Darwinia
Prostrate to medium-size shrubs, mostly glabrous. Leaves small, terete, linear, ovate or falcate, opposite, sometimes whorled, spreading; margins entire, fimbriate or denticulate. Inflorescence axillary, either an aggregation of single flowers or a corymbose head, each flower enclosed by a pair of caducous bracteoles. Flowers bisexual; hypanthium papillose, hollow, cup-shaped to shortly cylindric, 5-ribbed or rugose at base, extending above the ovary; sepals 5, usually small, petaloid; petals 5, white, as long as or longer than sepals, enclosing lower part of style; stamens 10, in a ring alternating with 10 minute staminodes, anthers globular, opening by terminal pores; ovary inferior, 1-celled, enclosed by lower part of hypanthium, ovules 2–4; style projecting from flower, hairy below stigma.

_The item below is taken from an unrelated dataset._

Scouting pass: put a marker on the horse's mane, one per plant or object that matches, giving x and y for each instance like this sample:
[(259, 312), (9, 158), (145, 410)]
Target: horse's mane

Fruit small, indehiscent, enclosed in hypanthium and crowned by persistent sepals and petals; seed usually solitary, soft.
51 species, in all mainland States except Northern Territory, but mostly southwest Western Australia.
Jeanes, J.A. (1996). Myrtaceae. In: Walsh, N.G.; Entwisle, T.J., Flora of Victoria Vol. 3, Dicotyledons Winteraceae to Myrtaceae, pp. 942–1044. Inkata Press, Melbourne.